Workout Journal, Day 11 (Almost didn’t write this.)

November 15, 2011 | By | COMMENTS

Are we done with these workout journals?

Let’s think for a moment. On the one hand, if I force myself to write a journal about every day that I work out, it makes it seem like this is just an experiment, a temporary stint, instead of a new lifestyle. Because if I really do stick to this routine–5 days a week at the gym–it shouldn’t be so novel that every day deserves a post.

On the other hand, based on my track record, I need all the reinforcement I can get. Writing these journals forces me to account for every day at the gym; so maybe we should choose an arbitrary number–50?–wherein if I reach Workout Journal #50 I’m allowed to no longer write workout journals because at that point I’ll be a real true-to-life gym-goer. Deal? Deal.

Today I positively dragged myself to the gym in the late afternoon. Both Craig and I had upset stomachs after last night’s meatapalooza (I cooked a Sunday Gravy with sausage, pork ribs and meatballs for two of our friends and we ate too much of it). Not only did I feel queasy, I felt hungover. These friends brought wine and Craig popped open a bottle we’d been saving and I probably imbibed too much of it. And so: this morning I felt queasy, gross, unsteady, unhappy, and about as eager to go to the gym as an Occupy Wall Street protester is eager to go work for Donald Trump.

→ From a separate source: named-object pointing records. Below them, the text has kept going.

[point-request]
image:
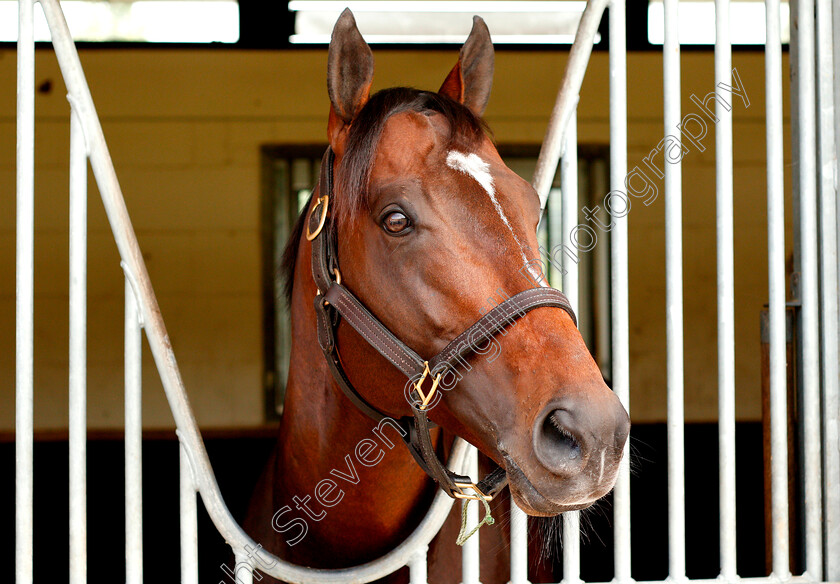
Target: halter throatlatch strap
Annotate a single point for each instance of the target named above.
(335, 301)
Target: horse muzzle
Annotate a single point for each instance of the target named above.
(577, 443)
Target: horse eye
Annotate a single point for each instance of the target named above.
(395, 222)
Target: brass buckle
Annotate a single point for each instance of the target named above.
(323, 202)
(426, 398)
(478, 496)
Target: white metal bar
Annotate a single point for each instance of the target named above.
(776, 310)
(518, 545)
(567, 98)
(189, 522)
(598, 184)
(674, 301)
(569, 211)
(571, 288)
(810, 289)
(77, 437)
(418, 567)
(750, 580)
(619, 284)
(828, 287)
(243, 569)
(470, 550)
(571, 548)
(24, 291)
(725, 296)
(133, 440)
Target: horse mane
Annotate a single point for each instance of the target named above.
(352, 176)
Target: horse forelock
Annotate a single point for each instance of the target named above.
(352, 175)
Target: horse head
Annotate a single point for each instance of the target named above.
(432, 231)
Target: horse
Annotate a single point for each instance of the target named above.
(417, 235)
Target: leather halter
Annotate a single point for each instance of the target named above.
(335, 301)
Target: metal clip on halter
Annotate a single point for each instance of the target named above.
(426, 398)
(476, 496)
(324, 203)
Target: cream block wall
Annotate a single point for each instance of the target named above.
(185, 130)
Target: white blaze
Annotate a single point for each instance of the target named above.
(472, 165)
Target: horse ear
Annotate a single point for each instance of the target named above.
(470, 80)
(349, 77)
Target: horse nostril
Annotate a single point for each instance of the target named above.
(556, 443)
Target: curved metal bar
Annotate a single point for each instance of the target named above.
(164, 356)
(567, 98)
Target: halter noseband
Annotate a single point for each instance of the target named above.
(334, 301)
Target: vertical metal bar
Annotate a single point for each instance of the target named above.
(810, 292)
(470, 549)
(24, 292)
(828, 287)
(597, 185)
(569, 210)
(567, 98)
(619, 284)
(776, 275)
(674, 301)
(571, 288)
(725, 298)
(571, 548)
(133, 440)
(77, 364)
(189, 524)
(418, 567)
(243, 569)
(518, 545)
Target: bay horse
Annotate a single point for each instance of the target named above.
(436, 240)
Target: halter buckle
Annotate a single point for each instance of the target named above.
(322, 202)
(426, 397)
(477, 496)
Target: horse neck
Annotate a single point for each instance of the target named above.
(324, 436)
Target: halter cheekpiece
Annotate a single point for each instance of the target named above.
(334, 301)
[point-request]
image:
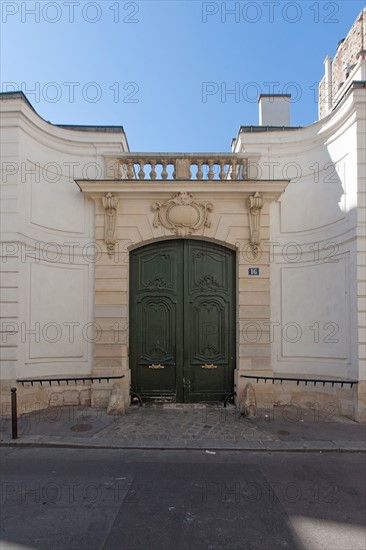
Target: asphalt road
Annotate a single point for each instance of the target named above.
(86, 499)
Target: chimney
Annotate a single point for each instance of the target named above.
(274, 109)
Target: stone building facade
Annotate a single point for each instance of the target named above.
(189, 275)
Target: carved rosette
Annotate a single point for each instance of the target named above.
(182, 215)
(255, 205)
(110, 205)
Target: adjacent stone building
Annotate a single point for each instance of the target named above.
(189, 275)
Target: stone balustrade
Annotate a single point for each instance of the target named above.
(178, 166)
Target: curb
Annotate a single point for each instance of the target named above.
(184, 445)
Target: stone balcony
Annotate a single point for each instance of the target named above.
(177, 166)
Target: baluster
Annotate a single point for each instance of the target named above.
(210, 174)
(130, 172)
(199, 170)
(141, 173)
(153, 171)
(233, 170)
(245, 170)
(164, 173)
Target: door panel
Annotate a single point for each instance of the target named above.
(209, 314)
(182, 321)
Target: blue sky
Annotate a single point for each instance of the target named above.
(164, 70)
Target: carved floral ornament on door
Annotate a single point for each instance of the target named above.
(182, 215)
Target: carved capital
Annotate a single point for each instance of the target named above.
(255, 205)
(110, 205)
(182, 215)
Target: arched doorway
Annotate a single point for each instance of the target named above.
(182, 321)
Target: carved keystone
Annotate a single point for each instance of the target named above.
(182, 215)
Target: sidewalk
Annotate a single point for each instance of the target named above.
(204, 427)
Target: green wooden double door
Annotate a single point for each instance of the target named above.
(182, 321)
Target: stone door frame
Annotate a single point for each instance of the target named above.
(130, 214)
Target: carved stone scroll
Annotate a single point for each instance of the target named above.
(182, 215)
(255, 205)
(110, 205)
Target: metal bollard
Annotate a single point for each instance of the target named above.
(14, 414)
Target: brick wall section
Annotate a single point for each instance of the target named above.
(346, 54)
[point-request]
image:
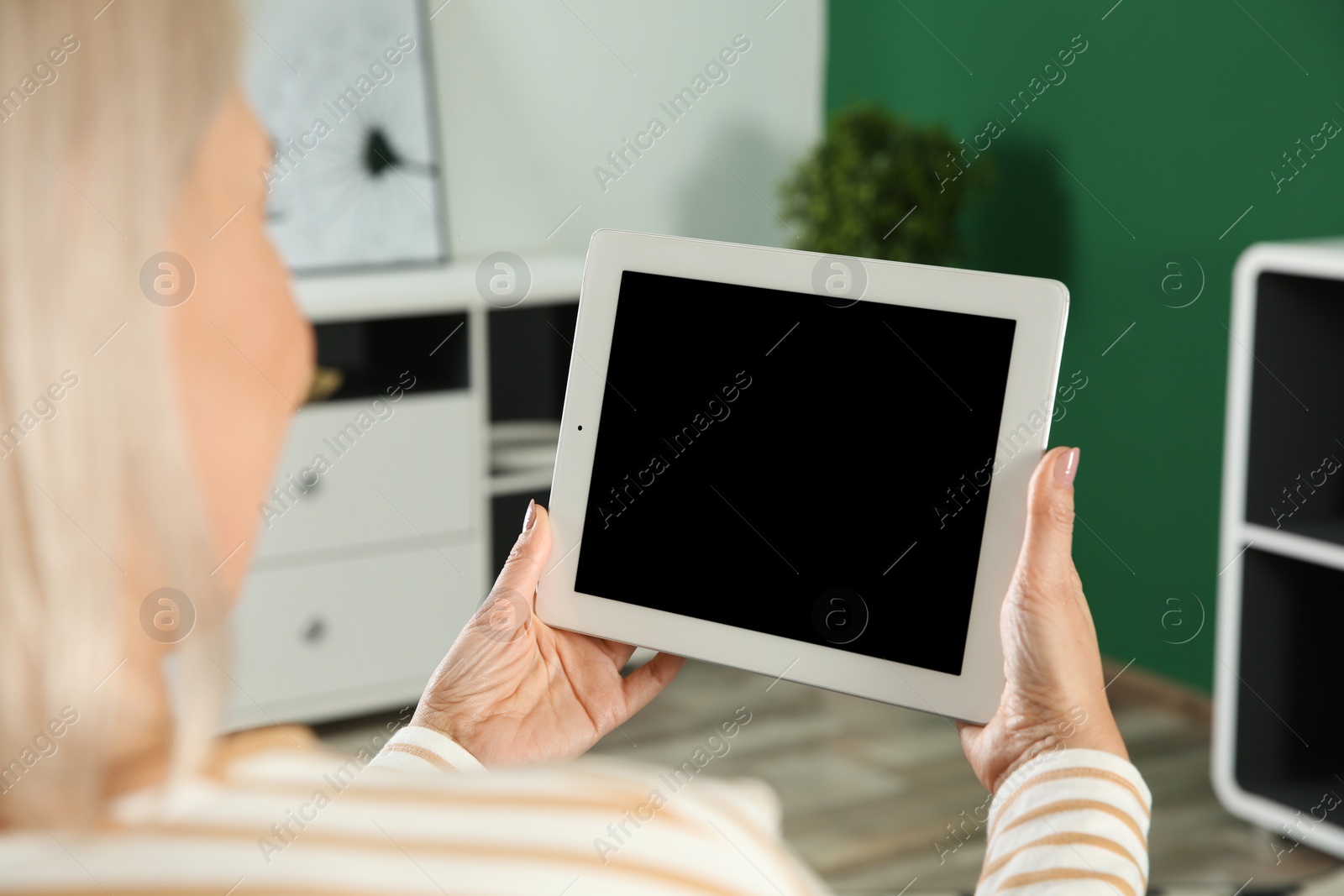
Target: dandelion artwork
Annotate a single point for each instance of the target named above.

However, facing myself in the mirror (metaphorically, not literally) I knew that skipping the gym on a day like today would begin a dangerous spiral that’d lead to me quitting the gym several weeks later. So off to the gym I went–despite my unwellness–and I did a pretty rough routine. Two circuits (circuit one: pulldowns, pushouts, and this leg thing where I lay on a workout bench and bring my knees to my chest; circuit two: dumbbell curls, decline sit-ups and push-ups) and then 20 minutes on the elliptical. The elliptical was the roughest; I could barely keep my stride where it needed to be but I got through all 20 minutes.

And I left the gym glad that I went; even feeling better than I did before I went in. So forcing myself ended up being a good idea. And I forced myself to write this entry too; so today’s theme is forcing yourself to do things you don’t want to do that you know are good for you. The end.